The most popular type of canoe is a recreational canoe. These canoes have wider bottoms and or designed to hold a medium duty load with maximum stability for novice paddlers. These canoe hull designs make great rental canoes. Stability with decent maneuverability is the goal. Hull materials and construction vary but that will be discussed below.

I like to fish, is a canoe good for that?

Fishing canoes well... are for fishing out of. Most popular ones are square stern canoes. These are flat back or flat transom canoes designed to hold a small motor in the back. It gives you the best of both worlds, a boat that you can paddle and or use a motor with. Wide bottom or wide flare canoes are the best for stability over traditional square back canoes. These cost more but add tremendous stability, just what is needed when reaching over to pick up a fish.

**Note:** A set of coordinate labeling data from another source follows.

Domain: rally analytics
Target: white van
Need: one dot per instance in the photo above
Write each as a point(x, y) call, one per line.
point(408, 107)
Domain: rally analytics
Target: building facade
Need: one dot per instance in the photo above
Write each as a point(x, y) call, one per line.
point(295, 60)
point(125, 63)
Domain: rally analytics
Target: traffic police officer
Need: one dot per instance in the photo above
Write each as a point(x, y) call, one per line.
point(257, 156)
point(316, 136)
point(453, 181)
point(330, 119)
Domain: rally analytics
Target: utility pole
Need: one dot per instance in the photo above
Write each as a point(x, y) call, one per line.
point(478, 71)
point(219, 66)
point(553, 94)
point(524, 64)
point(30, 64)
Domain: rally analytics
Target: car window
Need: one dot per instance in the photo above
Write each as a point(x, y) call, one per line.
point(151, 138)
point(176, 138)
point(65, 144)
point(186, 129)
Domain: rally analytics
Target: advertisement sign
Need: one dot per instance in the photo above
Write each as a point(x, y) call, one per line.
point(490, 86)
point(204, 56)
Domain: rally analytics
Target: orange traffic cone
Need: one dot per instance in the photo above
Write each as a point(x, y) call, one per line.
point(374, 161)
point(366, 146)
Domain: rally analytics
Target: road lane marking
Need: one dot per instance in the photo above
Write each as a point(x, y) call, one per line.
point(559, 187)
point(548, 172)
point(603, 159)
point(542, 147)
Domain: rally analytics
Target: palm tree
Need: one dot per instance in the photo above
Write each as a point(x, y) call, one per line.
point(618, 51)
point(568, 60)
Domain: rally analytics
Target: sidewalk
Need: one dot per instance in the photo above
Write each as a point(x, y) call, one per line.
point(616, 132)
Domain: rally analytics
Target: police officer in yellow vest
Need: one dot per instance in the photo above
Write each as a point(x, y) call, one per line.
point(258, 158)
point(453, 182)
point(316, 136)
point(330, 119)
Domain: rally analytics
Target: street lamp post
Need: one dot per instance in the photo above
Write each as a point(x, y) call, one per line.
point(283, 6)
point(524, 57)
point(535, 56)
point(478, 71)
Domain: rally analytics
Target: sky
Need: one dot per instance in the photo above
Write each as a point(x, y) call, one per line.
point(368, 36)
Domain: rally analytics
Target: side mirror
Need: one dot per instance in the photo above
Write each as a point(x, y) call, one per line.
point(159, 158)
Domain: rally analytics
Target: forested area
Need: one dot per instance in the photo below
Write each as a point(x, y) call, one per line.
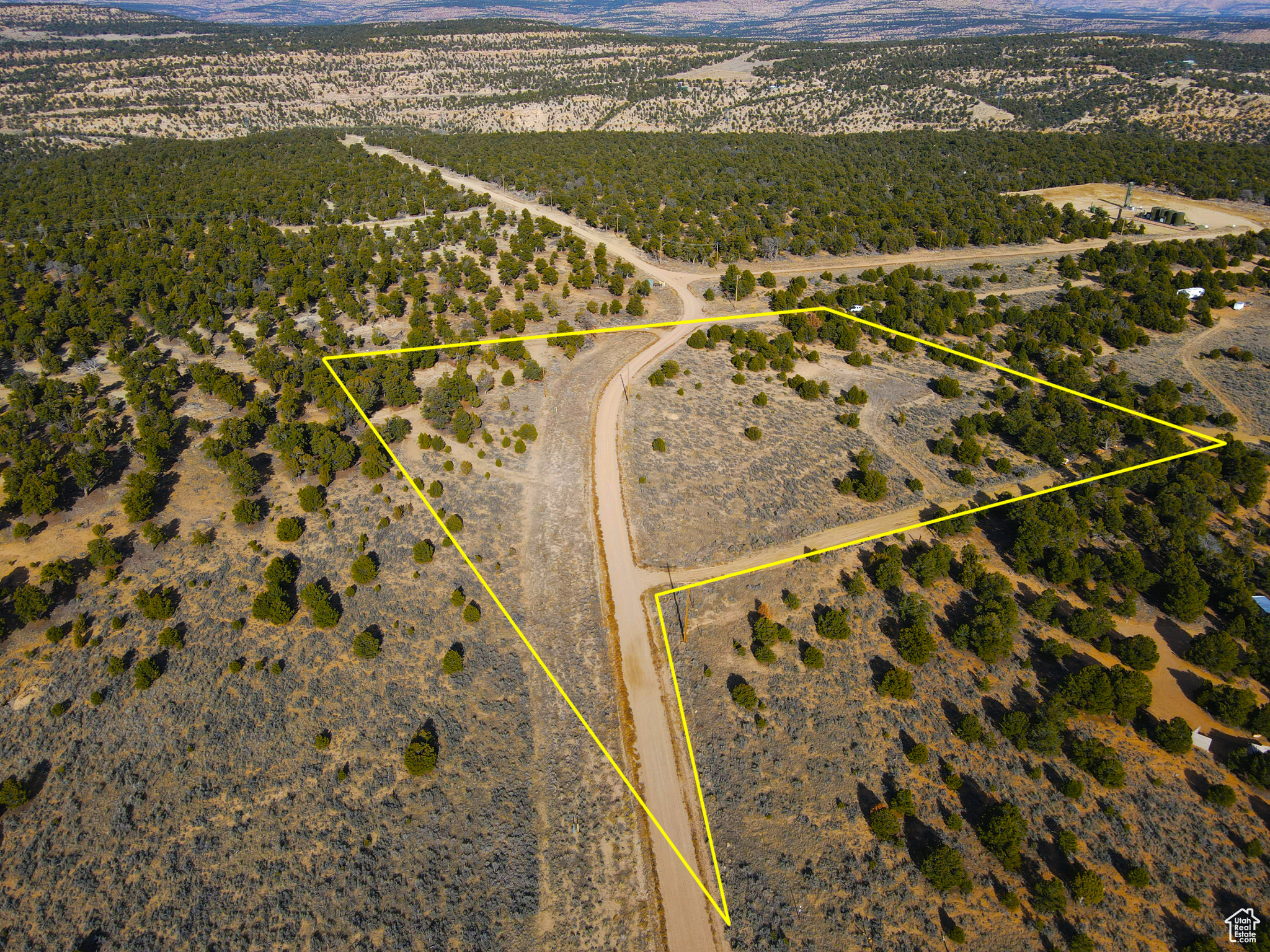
point(693, 196)
point(113, 296)
point(1103, 546)
point(293, 178)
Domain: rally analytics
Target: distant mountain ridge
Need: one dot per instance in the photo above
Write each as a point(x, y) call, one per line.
point(785, 19)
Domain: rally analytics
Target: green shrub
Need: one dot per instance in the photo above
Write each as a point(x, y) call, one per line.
point(969, 729)
point(1001, 831)
point(313, 498)
point(12, 794)
point(887, 824)
point(365, 569)
point(833, 624)
point(1068, 842)
point(1049, 897)
point(1220, 795)
point(1137, 876)
point(420, 756)
point(31, 602)
point(156, 604)
point(944, 871)
point(1227, 703)
point(290, 530)
point(316, 599)
point(1139, 651)
point(145, 673)
point(366, 645)
point(273, 606)
point(247, 512)
point(171, 638)
point(1100, 760)
point(897, 684)
point(453, 663)
point(1088, 888)
point(871, 487)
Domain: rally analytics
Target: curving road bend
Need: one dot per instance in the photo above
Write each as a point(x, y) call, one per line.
point(667, 787)
point(666, 783)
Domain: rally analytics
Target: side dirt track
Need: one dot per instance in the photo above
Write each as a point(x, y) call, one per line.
point(660, 767)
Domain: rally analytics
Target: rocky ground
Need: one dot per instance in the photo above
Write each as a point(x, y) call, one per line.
point(788, 801)
point(202, 808)
point(714, 493)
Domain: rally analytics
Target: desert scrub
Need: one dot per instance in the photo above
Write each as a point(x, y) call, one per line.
point(453, 663)
point(420, 754)
point(365, 569)
point(290, 530)
point(745, 696)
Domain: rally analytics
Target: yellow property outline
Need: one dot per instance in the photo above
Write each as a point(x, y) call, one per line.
point(1213, 443)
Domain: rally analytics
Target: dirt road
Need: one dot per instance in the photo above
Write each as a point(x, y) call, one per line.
point(665, 783)
point(690, 923)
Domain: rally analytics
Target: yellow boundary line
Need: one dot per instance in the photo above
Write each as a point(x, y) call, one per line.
point(1213, 443)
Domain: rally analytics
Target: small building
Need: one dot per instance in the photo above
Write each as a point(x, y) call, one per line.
point(1168, 216)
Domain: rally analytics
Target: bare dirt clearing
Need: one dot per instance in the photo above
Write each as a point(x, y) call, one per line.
point(1214, 215)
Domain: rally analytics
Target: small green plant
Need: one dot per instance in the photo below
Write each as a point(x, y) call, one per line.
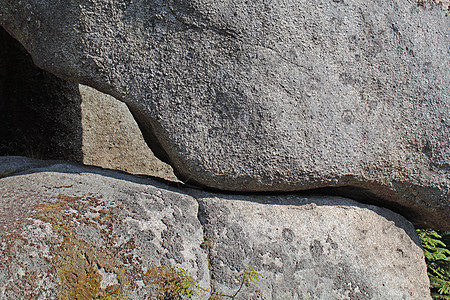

Any canoe can be fished out of but when you want to make sure you don't take a dip while doing it a wide bottom square stern canoe is the ticket. These types of canoes have the most diverse uses and the most fuel efficient hull designs making them very popular.

I like to go by myself, what makes a canoe better than a kayak?

Solo canoes are designed for one person use. These used to be very popular until kayaks came out. However there are some people that like these especially when camping. You can carry enough gear for camping and still stay maneuverable. Also in water with waves you can stay drier and still keep your canoe small. High sides and gear storage are why solo, one person canoes are chosen over kayaks.

I like white water, what should I look for in a canoe?

Another popular solo canoe is a whitewater canoe. These have a specific short v rocker design and are made out of material that can take impacts against large rocks best. From the side they look bannana shaped. This allows the nose not to get stuck in the rocks. Drift boats have the same hull shape for the same purpose. Whitewater kayaks are best if rotomolded not thermoformed. A high grade, pure hdpe is also recommended.